I’m from Pomahaka, West Otago and grew up on a farm. We moved to Ohoka in North Canterbury when I was eight, again to farm. At high school I was mainly into art and maths. Architecture seemed like the way to mesh the two together.

When I finished seventh form I had a job as a structural draughtsman. The New Zealand economy was just starting to recover from the 80’s crash so I was happy to be working full-time while studying part-time at CPIT (now the Ara Institute). The qualification started as a New Zealand Certificate in Draughting (Architecture) but became a National Diploma of Architectural Technology.


I learnt mostly at the coalface from colleagues at Warren and Mahoney, from clients, and from the builders on site. I continue to learn from the people I work with and will do forever. I set up my private practice in 2003 due to the amount of work I was doing outside of the office (which you could do back then). I had a good client base and could concentrate on my own work.

I’m influenced by all types of architecture and like adapting my designs to suit clients and the specific environment. You need to understand the past to progress into the future. We are currently working on heritage buildings as well as modernist designs.

I prefer to work on architecture that’s emotionally rewarding. This is predominantly residential but small commercial projects can also be extremely worthwhile. I want to leave a legacy of high quality buildings that enrich lives – buildings that stay relevant.

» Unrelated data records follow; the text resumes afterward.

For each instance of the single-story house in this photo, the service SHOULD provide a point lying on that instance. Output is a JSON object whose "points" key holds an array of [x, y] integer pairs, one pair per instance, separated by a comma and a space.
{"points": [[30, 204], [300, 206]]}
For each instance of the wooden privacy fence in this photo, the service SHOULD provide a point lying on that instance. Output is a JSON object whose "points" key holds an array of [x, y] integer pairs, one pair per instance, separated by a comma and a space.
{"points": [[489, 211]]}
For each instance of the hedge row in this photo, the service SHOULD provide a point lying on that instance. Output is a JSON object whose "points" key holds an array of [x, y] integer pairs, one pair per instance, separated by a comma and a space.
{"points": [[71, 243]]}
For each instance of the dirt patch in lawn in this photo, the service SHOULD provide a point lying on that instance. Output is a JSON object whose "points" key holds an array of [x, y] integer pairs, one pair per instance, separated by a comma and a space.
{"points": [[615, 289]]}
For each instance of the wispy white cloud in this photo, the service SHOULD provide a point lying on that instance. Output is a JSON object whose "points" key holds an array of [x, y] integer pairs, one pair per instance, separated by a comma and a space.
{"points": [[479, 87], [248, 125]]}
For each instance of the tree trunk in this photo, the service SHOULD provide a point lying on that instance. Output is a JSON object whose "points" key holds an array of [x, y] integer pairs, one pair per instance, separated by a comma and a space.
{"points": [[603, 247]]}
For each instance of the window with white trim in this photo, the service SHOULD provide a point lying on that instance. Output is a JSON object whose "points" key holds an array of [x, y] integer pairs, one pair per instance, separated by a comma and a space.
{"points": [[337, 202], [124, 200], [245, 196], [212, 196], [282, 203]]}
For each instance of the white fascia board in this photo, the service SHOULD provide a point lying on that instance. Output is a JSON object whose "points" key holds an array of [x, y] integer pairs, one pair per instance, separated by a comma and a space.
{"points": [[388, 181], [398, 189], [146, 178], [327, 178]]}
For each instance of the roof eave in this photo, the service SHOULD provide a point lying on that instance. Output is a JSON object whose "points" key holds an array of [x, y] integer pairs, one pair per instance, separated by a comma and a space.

There is a lot of psychology involved in finding out what’s needed to help people through their built environment. I concentrate on trying to understand my clients. Recently I told my clients all feedback will make the design better so they could be brutal – I have thick skin. They asked if this was something I was taught at university. It is not!

A well-designed building can improve people’s mental and physical health. It is immensely satisfying to design something that looks good and has such a positive effect on people’s lives.